Estimados leitores, desta vez estamos a trazer de forma muitíssimo reduzida o histórico do processo de luta pela autodeterminação e independência da República do Quênia, na expectativa de estar a contribuir para o conhecimento da verdadeira história da luta dos povos africanos pelo fim da dominação colonial e o direito de definir de forma autônoma a sua caminhada para o desenvolvimento.

A República do Quênia, é um país da África Oriental, situado na linha do Equador, com uma área de 581 309 km² e uma população de cerca de 44,1 milhões de habitantes, cujo nome se origina do Monte Quênia a segunda montanha mais alta da África. O país é famoso por suas safáris e diversas reservas de vida selvagem e parques nacionais, como o Parque Nacional de Tsavo-Oeste, o Masai Maara, o Lago Nakuru e o Parque Nacional Aberdares e também pelos vários sítios de patrimônio mundial como Lamu, e praias de renome mundial, tais como Kilifi, onde são realizadas competições de iatismo internacional a cada ano.

A presença europeia e árabe no território remonta ao início do período moderno, mas a dominação e exploração européia se iniciam no século XIX, quando o Império Britânico estabelece o denominado protetorado da África Oriental Britânica em 1895. Entretanto, foi em 1885 na conhecida Conferencia de Berlin em que se definiu a partilha do continente pelas potencias européias é que o Quênia foi confiado ao Reino Unido.

O domínio colonial no Quênia foi caracterizado por severas práticas políticas, econômicas e sociais. O fato mais marcante dessas políticas foi a discriminação racial. Enormes terras férteis foram cedidas para implantação dos brancos, e severas leis trabalhistas foram promulgadas para forçar os africanos a trabalhar por baixos salários em fazendas de colonos e em obras públicas tendo a participação política Africana confinada ao governo local.

Esta situação motivou a rebelião Mau Mau e fez com que a partir dos anos 1920, os movimentos de protesto tivessem começado no território. Várias associações políticas, incluindo “The Young Kikuyu Association, East African Association, Young Kavirondo Association, North Kavirondo Central Association e Taita Hills Association”, foram formadas para veicular reivindicações contra o trabalho forçado, os baixos salários, os impostos altos, a incessante distribuição da terra, e a discriminação racial.
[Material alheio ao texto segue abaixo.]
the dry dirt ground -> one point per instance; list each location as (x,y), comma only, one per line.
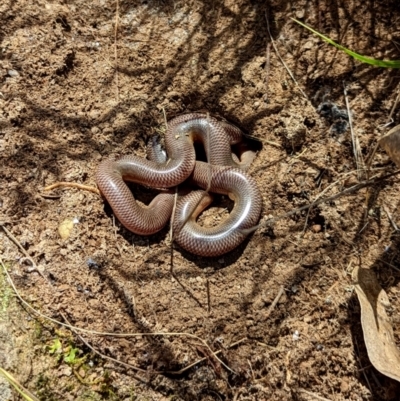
(281,309)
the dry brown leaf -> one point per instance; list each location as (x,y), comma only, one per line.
(376,324)
(390,142)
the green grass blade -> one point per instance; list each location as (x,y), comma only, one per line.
(359,57)
(25,394)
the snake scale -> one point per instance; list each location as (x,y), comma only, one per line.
(224,172)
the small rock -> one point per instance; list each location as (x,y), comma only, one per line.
(65,228)
(316,228)
(12,73)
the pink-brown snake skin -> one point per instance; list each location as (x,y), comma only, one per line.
(226,174)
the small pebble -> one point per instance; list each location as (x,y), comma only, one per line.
(12,73)
(316,228)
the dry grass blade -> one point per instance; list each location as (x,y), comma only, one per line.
(354,140)
(281,59)
(108,334)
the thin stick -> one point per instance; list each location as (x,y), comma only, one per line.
(267,68)
(208,296)
(316,396)
(394,225)
(281,59)
(72,185)
(22,249)
(116,50)
(108,334)
(346,191)
(394,107)
(179,372)
(354,139)
(128,365)
(275,301)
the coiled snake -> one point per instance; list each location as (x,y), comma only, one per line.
(223,172)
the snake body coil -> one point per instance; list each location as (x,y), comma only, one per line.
(224,174)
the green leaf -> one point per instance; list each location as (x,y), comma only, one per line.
(70,357)
(359,57)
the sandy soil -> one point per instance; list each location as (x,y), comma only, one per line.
(280,309)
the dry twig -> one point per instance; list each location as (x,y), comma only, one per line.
(72,185)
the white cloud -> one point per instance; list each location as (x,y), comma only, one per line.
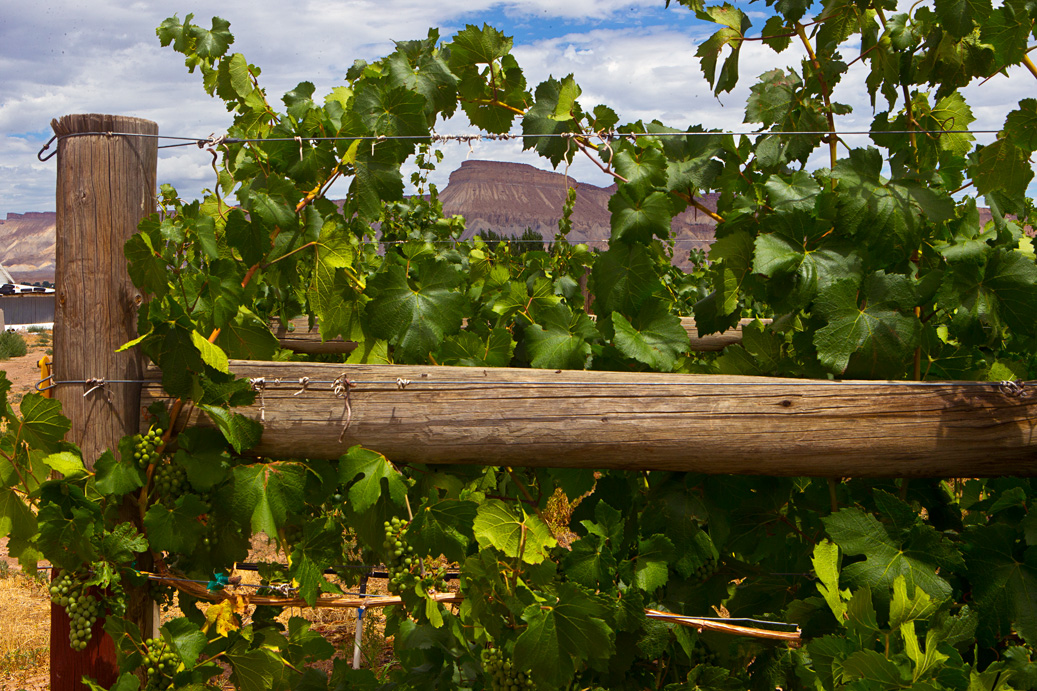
(68,56)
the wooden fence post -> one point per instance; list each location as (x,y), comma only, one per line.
(106,184)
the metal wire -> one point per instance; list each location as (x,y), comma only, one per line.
(468,138)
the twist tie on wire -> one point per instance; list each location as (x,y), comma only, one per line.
(283,589)
(213,141)
(340,387)
(94,384)
(258,384)
(1015,388)
(39,154)
(219,582)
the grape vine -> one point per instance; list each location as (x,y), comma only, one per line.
(875,266)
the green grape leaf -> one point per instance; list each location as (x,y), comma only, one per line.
(246,337)
(233,80)
(512,531)
(373,467)
(825,560)
(872,666)
(175,530)
(1003,585)
(736,24)
(860,533)
(375,178)
(988,295)
(645,168)
(186,638)
(624,276)
(637,217)
(1001,166)
(1020,126)
(250,239)
(43,424)
(211,354)
(390,111)
(242,432)
(555,112)
(878,336)
(212,43)
(66,463)
(562,632)
(589,562)
(559,340)
(255,669)
(651,562)
(772,98)
(470,350)
(145,265)
(264,494)
(797,191)
(115,477)
(16,518)
(959,17)
(905,608)
(655,337)
(443,527)
(474,46)
(275,212)
(418,319)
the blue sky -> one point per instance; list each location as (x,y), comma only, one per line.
(72,56)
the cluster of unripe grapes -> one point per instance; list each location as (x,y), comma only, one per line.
(161,663)
(504,675)
(144,446)
(81,608)
(170,481)
(404,567)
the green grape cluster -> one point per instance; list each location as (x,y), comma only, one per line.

Entre 1944 e 1960 a atividade política Africana e a pressão foram intensificadas, sobretudo com surgimento em 1944 do primeiro partido nacionalista do país, o “Kenya African Union” (KAU). 

Inúmeras vidas foram sacrificadas nesta luta pela liberdade deste martirizado povo e a conseqüência destes atos heróicos foi que, em 1963, os britânicos foram expulsos das terras quenianas e no dia 12 de dezembro do mesmo ano, a Inglaterra reconhece a independência do Quênia.